La infraestructura vial tampoco acompaña el crecimiento del parque automotor. Las avenidas principales se encuentran saturadas, el centro de la ciudad vive un colapso casi permanente y los pocos semáforos, fuera de servicio o mal sincronizados, profundizan el caos. El diseño urbano, pensado para una ciudad con un volumen vehicular muy inferior al actual, quedó claramente desbordado.

A este cuadro se suma la crisis del transporte público. La deficiencia del servicio obliga a miles de ciudadanos a recurrir a medios de transporte propios, muchas veces precarios o inseguros, como única alternativa para cumplir con sus actividades diarias. La falta de una opción confiable y accesible empuja al crecimiento desordenado del tránsito y multiplica los puntos de conflicto en la vía pública.

La cultura vial constituye otro eje crítico. El incumplimiento reiterado de normas básicas —prioridades de paso, límites de velocidad, uso de elementos de seguridad— refleja una combinación de ausencia de controles sostenidos, falta de educación vial y una tolerancia social peligrosa frente a conductas de alto riesgo. Los inspectores de transito estan mas abocados a cobrar estacionamiento medido que una multa por un semaforo en rojo, o circulacion de noche sin luces.

Desde el Municipio se implementaron medidas de mitigación que incluyen controles intensificados por parte de la Dirección de Tránsito, con foco en el uso obligatorio de casco, la verificación de documentación y el secuestro de vehículos en infracción, pero eso solo no alcanza.

También, desde el municipio informan que se llevan adelante operativos de concientización que, según se informa oficialmente, buscan promover un cambio cultural y no limitarse a una lógica recaudatoria. Entre las prioridades declaradas se encuentran el control de menores en motocicletas y el ordenamiento del tránsito en zonas de alta circulación.

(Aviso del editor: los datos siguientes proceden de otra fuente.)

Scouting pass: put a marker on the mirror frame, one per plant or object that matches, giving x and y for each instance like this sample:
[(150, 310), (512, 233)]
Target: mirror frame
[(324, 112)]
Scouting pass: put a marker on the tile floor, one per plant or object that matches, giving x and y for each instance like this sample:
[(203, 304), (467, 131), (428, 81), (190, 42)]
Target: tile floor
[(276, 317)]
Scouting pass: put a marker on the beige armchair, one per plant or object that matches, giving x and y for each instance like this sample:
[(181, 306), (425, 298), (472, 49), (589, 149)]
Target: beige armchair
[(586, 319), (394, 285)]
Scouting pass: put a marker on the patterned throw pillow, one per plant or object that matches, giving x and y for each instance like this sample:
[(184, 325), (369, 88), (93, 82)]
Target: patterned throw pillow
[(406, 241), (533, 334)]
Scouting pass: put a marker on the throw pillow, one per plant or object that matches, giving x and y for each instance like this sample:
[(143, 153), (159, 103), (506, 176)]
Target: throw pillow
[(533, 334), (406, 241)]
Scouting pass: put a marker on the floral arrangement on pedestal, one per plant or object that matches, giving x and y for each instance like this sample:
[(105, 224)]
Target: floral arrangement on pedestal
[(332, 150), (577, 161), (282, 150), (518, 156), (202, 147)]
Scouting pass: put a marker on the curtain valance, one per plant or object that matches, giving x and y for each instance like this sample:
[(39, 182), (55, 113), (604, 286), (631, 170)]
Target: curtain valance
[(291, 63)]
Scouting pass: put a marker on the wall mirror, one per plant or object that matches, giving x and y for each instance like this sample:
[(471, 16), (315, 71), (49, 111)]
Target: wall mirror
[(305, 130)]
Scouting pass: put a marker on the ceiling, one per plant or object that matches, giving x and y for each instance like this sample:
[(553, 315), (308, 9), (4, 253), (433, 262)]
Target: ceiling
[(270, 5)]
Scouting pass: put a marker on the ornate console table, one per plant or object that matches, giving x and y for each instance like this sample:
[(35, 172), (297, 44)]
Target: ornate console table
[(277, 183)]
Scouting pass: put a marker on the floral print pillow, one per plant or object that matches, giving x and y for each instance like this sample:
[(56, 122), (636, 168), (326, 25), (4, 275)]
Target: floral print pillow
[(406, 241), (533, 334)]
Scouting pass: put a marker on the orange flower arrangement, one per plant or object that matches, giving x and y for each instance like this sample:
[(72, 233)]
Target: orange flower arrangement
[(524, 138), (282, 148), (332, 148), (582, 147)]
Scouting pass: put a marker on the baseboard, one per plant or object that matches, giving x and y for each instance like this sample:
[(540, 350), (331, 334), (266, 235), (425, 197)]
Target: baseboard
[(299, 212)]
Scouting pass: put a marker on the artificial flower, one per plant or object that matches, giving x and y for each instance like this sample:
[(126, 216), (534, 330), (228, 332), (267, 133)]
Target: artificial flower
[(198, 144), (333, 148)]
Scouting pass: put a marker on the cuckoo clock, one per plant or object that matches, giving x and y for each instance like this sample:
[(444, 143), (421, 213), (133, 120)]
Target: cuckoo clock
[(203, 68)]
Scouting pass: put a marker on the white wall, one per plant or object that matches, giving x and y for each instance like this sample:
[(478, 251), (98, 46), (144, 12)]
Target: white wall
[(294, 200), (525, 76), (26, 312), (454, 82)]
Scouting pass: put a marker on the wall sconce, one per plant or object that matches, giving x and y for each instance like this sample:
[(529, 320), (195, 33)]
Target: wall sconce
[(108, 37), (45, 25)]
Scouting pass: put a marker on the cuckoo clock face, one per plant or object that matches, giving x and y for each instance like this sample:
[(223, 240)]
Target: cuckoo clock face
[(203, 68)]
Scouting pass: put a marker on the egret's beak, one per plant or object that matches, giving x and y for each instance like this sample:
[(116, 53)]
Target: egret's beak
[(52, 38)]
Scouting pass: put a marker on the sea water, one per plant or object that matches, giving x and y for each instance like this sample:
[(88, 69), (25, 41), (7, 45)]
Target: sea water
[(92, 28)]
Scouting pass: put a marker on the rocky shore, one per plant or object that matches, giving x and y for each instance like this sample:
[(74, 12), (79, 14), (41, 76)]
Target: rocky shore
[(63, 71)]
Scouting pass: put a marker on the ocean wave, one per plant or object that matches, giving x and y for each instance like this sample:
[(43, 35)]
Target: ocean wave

Sin embargo, los resultados siguen siendo insuficientes frente a la magnitud del problema. El crecimiento vehicular sin planificación, la precariedad del transporte público y la persistente falta de cumplimiento de las normas mantienen a Resistencia en una situación crítica. Sin una política integral que combine infraestructura, educación vial, transporte público eficiente y controles sostenidos en el tiempo, la crisis del tránsito amenaza con profundizarse y seguir cobrando víctimas en las calles de la ciudad.

No debemos olvidar el costo del servicio de salud por cada accidente en la via publica, que no solo implica un costo adicional al hospital, sino que ocupa vacantes de pacientes que tienen problemas serios de salud, llenar la guardia del hospital con 4 accidentados en motos al mismo momento y que haya una persona con un paro cardiorespiratorio, o un ACV, que debe esperar para ser atendida, y en esos dos pequeños ejemplos, el tiempo es vital.

Un herido en accidente de moto, es tambien un paciente, pero que por no seguir normas de transito, persigue el peligro y genera la situacion, y al ser un comportamiento generalizado y hasta normalizado, el costo en salud y el riesgo para todos es alto.